Humeur. L’Afrique et ses prétendants

L’année dernière en Zambie, à la même période, Hillary Clinton, la secrétaire d’Etat des Etats-Unis, s’est répandue en conseils aux Africains. Cependant que l’OTAN n’en avait pas encore terminé avec la Libye qui n’était pas, de ce fait, concernée par la virée de la conseillère impériale, forte des menaces qu’elle draîne dans son sillage, l’air de rien, a eu des couplets croustillants, dont celui-ci : «Nous ne voulons pas voir un nouveau colonialisme en Afrique. Nous ne voulons pas voir (les investisseurs) saper la bonne gouvernance en Afrique». Et il ne faut pas croire qu’elle s’en est tenue aux euphémismes.
Elle a nommément désigné la Chine, qui grignote dangereusement le continent, tout en réduisant la part convoitée par les entreprises et les spéculateurs occidentaux. En termes d’alternative au géant asiatique, la Clinton affirme qu’il y a plus «de leçons à tirer des États-Unis et des démocraties». D’après elle, en substance, l’Afrique doit rester dans le giron de ceux qui l’ont colonisée, plus précisément dans celui de leur parrain, décidé à manifester sa préséance au détriment de ses vassaux. Elle met, tout de même, la forme en ne donnant pas d’ordre évident, en faisant part, simplement, de son «vouloir», sur un ton qui se veut attentionné. On serait sur le point d’y voir une touchante préoccupation, une préoccupation désintéressée et le souci de voir les Africains être «bien gouvernés». Mais elle parle de «leçons à tirer» à des gens qui ont tiré plus de leçons qu’il n’en faut, et pas du tout du «nouveau colonialisme», mais du colonialisme réel et de ses prolongements, toujours en vigueur.
Dans l’actualité brûlante, il n’y a qu’à se référer à la Libye qui vient d’être «démocratisée» et qui jouit de la gouvernance certifiée par les «Etats-Unis et les démocraties», sans préjudice du prix qu’elle a dû payer pour ce sublime privilège.

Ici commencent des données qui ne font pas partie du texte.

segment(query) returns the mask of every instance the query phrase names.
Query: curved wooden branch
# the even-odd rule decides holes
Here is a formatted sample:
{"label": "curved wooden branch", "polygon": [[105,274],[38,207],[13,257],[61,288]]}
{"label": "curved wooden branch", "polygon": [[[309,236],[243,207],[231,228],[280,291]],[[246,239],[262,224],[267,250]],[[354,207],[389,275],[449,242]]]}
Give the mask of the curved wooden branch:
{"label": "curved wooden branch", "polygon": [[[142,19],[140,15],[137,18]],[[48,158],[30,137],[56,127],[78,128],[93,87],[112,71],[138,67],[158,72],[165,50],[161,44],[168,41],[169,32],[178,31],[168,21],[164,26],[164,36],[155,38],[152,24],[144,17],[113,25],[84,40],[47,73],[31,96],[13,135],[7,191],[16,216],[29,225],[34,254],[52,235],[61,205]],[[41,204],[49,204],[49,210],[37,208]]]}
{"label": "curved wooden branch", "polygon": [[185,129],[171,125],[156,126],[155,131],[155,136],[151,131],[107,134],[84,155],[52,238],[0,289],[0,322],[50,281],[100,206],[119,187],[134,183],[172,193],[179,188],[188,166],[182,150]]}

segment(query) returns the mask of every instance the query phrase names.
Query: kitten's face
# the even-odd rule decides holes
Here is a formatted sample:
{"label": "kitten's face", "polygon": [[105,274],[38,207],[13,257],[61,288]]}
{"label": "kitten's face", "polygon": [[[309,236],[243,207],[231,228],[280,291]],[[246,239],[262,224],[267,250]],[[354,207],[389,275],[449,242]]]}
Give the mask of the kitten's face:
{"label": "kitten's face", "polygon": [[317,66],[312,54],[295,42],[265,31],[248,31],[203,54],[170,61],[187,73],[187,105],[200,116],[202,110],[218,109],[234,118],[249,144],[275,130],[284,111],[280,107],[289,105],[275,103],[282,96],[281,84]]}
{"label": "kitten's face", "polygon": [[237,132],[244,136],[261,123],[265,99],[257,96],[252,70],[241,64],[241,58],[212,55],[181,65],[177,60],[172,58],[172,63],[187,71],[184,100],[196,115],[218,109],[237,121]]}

Plus bas dans la hiérarchie, le nouveau président français, François Hollande, annonce «mettre fin à la Françafrique», pour peu qu’il en reste assez, depuis que de plus puissants l’ont investie. Il dit aussi qu’il va «traiter d’égal à égal» avec les Africains, pour peu qu’il puisse se permettre de rivaliser avec plus puissants, dans le domaine. Mais il reste très peu crédible, même avec un statut fortement écorné. Lui et son parti ont été de toutes les entreprises néocoloniales, en votant et en soutenant toutes les initiatives guerrières contre les pays qui voulaient justement «traiter d’égal à égal» et qui refusent les «conseils» de la «communauté internationale».
De plus, pour ne rien gâcher, le président frais émoulu, n’a pas trouvé mieux que de convoquer Jules Ferry. Celui qui pensait tout haut que «les races supérieures ont le devoir de civiliser les races inférieures». Il aurait pu s’en passer, car maintenant que c’est fait, il lui sera difficile de justifier son peu de perspicacité sur la question. Parler de l’école n’oblige pas de risquer de jeter le doute sur son idéologie profonde. A moins qu’il soit possible d’arriver à la tête de l’une des nations les plus cultivées du monde et de traîner des tares aussi profondes, en matière de subtilité, soi-même et son armée de conseillers et de collaborateurs.